Bug#989317: systemd kill background processes after user logs out (#825394 regression)

Michael Biebl biebl at debian.org
Tue Jun 8 19:12:40 BST 2021


Am 07.06.2021 um 21:20 schrieb Matt Corallo:
> Is there any further information I can provide to help debug this (or 
> should it get a -moreinfo)?
> 
> Note that of interest may be that the workaround of spawning in a screen 
> session only works if lxc-start is passed the -F command which places it 
> in the foreground (though sshd still gets the -D option running inside 
> the container).


Let me elaborate a bit more what's happening here.
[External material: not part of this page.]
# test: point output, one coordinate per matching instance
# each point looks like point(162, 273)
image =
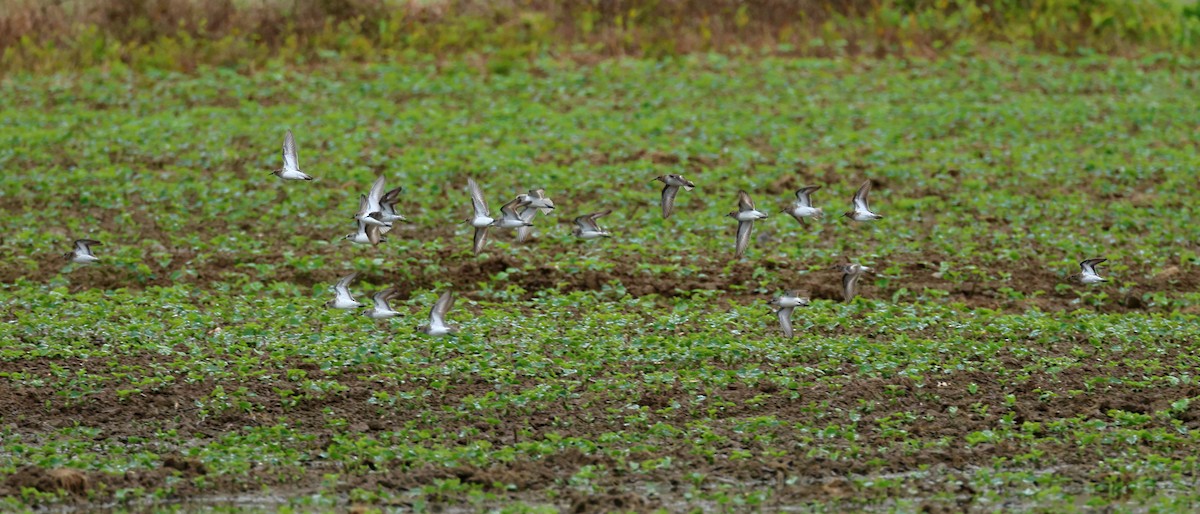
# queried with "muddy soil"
point(941, 410)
A systemd --user session (user session) is typically tied to a login 
session. As long as you have 1 (or more) login sessions you have a 
single (reference counted) user session.
Once the last login session stops (has no more processes) the associated 
user session is stopped as well (unless you enabled lingering [1]).

Now, if you start a screen session inside your login session, you 
artifically keep your login session alive after loggin out 
(KillUserProcesses=no prevents screen from being killed).

As a result, your user session also kept alive as well.

Hope this clarifies.

Michael


[1] Linger will start the user session when the system boots and keep it 
always active. Which is why it's not a good idea to enable this globally.